Ultimately, it was time to destroy that HQ as well. When the Jump City Titans returned, I revealed myself as the undercover agent. I'm not gonna lie; the whole ordeal was a lot of fun.
/
After leaving HIVE, I volunteered to be part of the new group called Titans East. My other teammates were Aqualad and Speedy, and I gave them both a proper welcome by showing them to their rooms and then dominating them in their new beds.
I think they got the message a little too well, as I quickly became the one to get most of the work done. Even those little twin speedsters Mas Y Menos preferred slacking off. Thankfully, Cyborg came to help us all off our feet, and after a few weeks of dealing with Brother Blood and HIVE, he appointed me as the new leader.
/
Sex life in Titans East Tower was pretty routine. Once Mas Y Menos were asleep Speedy and I would put on bathing suits, jump into Aqualad's pool, and race to the other side. Let's say that I won. Then Aqualad, underwater, would expose my butt and start performing oral from behind. Meanwhile, Speedy would climb out, kneel down in front of me so that I could perform oral on him. Then, after deciding I craved more, I would push myself back, allowing Speedy to jump in the pool in front of me. He would start screwing me front the front, while Aqualad would start doing anal. (Oh, and if Speedy had won the race, just switch our roles.) After we all had a good climax, Speedy and I would wash up and go to sleep while Aqualad would hit his underwater bed.
But after a while, Aqualad and I started going close. I believe I felt the first spark when he said I had beautiful brown skin "crafted by coral nymphs", and it truly sounded like a genuine compliment. We spent a lot of time together, talking about our pasts, him showing off Atlantean magitech that I geeked out ever, and him fawning over everything about me. It got to the point where after out nightly threesomes, he and I would do our own round together. This was the first time sex felt like more than just lust to me.
/
That Tamaranean Red Lantern put up one hell of a fight. Never expected her to project a mirror that reflected a starbolt onto my back. The impact vaporized my wings and tore apart my spine and the muscle surrounding it, and I fell screaming to the ground.
While Kid Flash and Argent kept Blackfire away, Aqualad aught me in a massive bubble of water, and then started to use his magic to numb the pain.
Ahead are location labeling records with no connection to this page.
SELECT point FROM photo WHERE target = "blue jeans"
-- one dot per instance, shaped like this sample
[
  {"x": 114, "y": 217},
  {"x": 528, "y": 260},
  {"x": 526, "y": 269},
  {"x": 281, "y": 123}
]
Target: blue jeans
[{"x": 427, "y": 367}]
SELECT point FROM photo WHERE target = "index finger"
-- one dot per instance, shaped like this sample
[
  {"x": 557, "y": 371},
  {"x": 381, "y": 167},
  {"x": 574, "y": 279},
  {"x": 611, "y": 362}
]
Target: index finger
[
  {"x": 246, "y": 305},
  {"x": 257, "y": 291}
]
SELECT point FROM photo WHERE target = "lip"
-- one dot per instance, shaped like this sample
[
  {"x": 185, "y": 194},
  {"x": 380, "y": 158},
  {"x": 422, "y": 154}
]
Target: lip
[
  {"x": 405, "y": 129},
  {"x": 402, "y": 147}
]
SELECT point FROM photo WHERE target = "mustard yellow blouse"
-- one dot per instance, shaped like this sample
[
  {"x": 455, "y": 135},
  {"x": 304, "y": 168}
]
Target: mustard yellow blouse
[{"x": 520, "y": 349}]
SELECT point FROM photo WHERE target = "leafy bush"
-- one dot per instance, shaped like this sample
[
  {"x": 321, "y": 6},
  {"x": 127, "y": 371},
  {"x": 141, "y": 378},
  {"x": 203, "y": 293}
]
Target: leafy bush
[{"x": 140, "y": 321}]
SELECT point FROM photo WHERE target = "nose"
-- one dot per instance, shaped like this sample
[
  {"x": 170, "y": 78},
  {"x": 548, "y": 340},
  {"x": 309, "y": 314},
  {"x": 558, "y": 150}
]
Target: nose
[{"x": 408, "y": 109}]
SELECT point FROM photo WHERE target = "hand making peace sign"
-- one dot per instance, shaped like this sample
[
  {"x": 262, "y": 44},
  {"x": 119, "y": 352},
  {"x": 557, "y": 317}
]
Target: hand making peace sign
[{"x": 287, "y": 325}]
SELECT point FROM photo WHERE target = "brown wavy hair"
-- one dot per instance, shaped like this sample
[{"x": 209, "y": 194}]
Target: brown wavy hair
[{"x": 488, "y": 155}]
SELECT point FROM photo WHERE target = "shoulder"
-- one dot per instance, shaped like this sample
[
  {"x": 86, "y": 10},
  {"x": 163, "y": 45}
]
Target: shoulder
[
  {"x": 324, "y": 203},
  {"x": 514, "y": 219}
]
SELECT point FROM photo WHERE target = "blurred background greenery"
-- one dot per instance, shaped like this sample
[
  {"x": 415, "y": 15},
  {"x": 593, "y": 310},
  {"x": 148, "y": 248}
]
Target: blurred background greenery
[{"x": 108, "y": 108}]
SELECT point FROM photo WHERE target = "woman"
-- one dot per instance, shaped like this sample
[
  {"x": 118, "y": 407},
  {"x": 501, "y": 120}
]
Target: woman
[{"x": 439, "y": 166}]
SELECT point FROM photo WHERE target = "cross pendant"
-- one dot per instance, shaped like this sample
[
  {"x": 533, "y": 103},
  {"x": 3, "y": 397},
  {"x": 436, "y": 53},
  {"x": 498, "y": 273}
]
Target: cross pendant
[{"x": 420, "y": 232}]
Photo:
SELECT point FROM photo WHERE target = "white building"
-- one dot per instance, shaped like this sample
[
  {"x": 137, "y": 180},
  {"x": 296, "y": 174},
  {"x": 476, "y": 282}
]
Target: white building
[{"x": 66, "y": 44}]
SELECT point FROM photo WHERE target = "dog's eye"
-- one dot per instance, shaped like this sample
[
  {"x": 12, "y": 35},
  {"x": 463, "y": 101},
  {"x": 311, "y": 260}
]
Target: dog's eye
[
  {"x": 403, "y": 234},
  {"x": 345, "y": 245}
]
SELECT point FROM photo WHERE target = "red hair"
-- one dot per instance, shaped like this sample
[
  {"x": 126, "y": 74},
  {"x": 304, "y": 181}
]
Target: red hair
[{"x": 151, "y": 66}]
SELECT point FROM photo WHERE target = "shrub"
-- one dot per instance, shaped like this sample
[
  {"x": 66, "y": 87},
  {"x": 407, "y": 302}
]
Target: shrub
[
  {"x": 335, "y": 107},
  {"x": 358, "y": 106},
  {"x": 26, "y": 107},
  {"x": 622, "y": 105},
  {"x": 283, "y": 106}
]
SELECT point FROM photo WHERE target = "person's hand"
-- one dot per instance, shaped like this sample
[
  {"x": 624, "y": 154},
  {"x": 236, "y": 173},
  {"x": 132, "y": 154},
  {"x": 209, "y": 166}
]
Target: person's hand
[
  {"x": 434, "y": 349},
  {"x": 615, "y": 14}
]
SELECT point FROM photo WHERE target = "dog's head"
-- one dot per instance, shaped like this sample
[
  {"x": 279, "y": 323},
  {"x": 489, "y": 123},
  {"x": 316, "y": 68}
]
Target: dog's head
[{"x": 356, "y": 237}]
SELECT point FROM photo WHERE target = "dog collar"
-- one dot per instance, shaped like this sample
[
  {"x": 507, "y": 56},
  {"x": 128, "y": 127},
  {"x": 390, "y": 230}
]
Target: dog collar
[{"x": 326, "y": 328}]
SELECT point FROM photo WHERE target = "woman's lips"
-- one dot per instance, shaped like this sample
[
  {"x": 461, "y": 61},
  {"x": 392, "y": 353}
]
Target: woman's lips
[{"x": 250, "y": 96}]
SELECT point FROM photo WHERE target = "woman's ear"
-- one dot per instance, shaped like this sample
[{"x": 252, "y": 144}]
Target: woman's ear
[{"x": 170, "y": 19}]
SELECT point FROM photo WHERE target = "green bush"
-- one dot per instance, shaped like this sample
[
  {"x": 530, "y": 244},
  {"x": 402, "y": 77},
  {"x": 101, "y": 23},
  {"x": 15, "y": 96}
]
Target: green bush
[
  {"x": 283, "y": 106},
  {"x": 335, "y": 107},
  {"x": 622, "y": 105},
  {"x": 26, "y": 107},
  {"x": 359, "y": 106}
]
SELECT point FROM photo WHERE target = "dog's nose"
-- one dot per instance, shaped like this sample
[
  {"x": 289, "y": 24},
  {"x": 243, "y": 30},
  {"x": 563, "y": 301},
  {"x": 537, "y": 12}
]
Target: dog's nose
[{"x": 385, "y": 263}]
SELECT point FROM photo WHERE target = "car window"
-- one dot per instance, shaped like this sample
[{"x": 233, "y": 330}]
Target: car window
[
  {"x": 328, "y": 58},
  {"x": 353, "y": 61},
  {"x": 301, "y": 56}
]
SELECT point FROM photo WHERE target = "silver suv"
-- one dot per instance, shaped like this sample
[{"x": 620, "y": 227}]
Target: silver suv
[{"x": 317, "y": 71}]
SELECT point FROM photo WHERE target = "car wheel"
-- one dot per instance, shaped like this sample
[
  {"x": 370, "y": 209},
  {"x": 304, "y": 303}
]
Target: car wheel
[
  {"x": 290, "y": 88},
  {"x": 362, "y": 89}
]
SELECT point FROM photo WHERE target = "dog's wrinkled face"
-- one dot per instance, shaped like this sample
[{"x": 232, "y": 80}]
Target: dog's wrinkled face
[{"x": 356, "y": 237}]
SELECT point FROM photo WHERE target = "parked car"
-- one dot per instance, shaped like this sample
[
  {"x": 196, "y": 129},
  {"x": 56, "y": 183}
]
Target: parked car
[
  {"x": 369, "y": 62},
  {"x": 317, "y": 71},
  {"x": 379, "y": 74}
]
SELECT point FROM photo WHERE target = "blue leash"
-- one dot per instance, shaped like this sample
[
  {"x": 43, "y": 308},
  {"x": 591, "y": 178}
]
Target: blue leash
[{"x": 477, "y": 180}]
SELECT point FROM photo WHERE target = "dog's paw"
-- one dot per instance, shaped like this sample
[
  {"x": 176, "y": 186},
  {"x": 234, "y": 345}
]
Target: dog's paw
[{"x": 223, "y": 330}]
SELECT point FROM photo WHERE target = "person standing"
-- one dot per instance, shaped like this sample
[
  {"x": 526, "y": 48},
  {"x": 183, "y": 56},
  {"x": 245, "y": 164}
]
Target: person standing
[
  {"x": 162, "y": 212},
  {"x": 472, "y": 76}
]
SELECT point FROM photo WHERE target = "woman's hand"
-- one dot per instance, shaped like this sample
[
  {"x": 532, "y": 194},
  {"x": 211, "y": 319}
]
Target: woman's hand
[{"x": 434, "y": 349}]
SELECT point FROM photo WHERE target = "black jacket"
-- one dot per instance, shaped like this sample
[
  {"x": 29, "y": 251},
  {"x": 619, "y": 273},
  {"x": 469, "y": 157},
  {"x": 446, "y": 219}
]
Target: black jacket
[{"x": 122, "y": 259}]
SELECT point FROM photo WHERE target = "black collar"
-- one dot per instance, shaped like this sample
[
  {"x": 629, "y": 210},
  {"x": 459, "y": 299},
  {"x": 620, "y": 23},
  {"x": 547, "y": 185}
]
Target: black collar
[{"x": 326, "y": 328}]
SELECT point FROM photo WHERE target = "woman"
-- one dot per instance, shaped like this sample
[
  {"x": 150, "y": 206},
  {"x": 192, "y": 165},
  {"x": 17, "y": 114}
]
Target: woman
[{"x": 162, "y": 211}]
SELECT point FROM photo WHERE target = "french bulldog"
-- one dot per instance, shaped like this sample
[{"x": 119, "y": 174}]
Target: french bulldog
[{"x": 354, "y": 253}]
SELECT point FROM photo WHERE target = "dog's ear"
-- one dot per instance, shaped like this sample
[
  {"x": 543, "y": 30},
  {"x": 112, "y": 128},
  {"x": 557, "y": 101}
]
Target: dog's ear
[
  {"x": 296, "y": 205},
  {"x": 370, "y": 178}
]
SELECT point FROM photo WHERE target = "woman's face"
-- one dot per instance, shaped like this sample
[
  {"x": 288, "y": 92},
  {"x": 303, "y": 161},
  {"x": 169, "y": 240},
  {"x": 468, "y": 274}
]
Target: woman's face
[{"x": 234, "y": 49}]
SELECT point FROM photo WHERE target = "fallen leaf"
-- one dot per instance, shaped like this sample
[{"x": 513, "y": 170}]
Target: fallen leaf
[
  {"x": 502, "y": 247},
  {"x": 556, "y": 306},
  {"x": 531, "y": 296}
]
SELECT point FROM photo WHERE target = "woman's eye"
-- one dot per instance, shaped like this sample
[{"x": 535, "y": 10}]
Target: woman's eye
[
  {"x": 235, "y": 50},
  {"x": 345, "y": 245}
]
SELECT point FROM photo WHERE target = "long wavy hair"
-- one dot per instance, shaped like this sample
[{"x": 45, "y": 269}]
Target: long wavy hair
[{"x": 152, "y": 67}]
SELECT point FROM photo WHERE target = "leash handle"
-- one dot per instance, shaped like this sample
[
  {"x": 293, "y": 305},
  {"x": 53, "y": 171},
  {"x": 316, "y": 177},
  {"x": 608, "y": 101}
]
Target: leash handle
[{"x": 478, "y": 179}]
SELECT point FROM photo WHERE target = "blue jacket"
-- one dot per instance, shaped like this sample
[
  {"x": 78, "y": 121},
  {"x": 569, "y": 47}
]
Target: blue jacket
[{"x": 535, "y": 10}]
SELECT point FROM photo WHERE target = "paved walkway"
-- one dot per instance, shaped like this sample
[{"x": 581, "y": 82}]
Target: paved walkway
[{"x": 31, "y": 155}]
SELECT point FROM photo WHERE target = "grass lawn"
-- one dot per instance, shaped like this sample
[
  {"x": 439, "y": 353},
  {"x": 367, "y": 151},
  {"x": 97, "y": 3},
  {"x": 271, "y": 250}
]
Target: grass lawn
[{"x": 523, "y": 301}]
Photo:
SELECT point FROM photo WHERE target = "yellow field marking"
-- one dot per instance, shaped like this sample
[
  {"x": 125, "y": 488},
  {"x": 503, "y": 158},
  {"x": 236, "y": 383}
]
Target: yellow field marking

He looked down at me, saying my name over and over, tears forming up in his eyes.
Weakened, I looked up and said his name back, and that was the first time our eyes truly met.
The following week, I was visiting my parents in Ivy Town. They were both horrified at the damage my back had received, and shocked that I was still standing.
I told them all about my teammate and how he had saved me and healed me with his water magic. My back and wings wouldn't be growing back nearly as fast without him.
I also went back to the front door and welcomed him inside.
"Mr. and Mrs. Beecher, I am Garth, Warrior-Prince of Atlantis. I would be honored to have the permission to marry your daughter."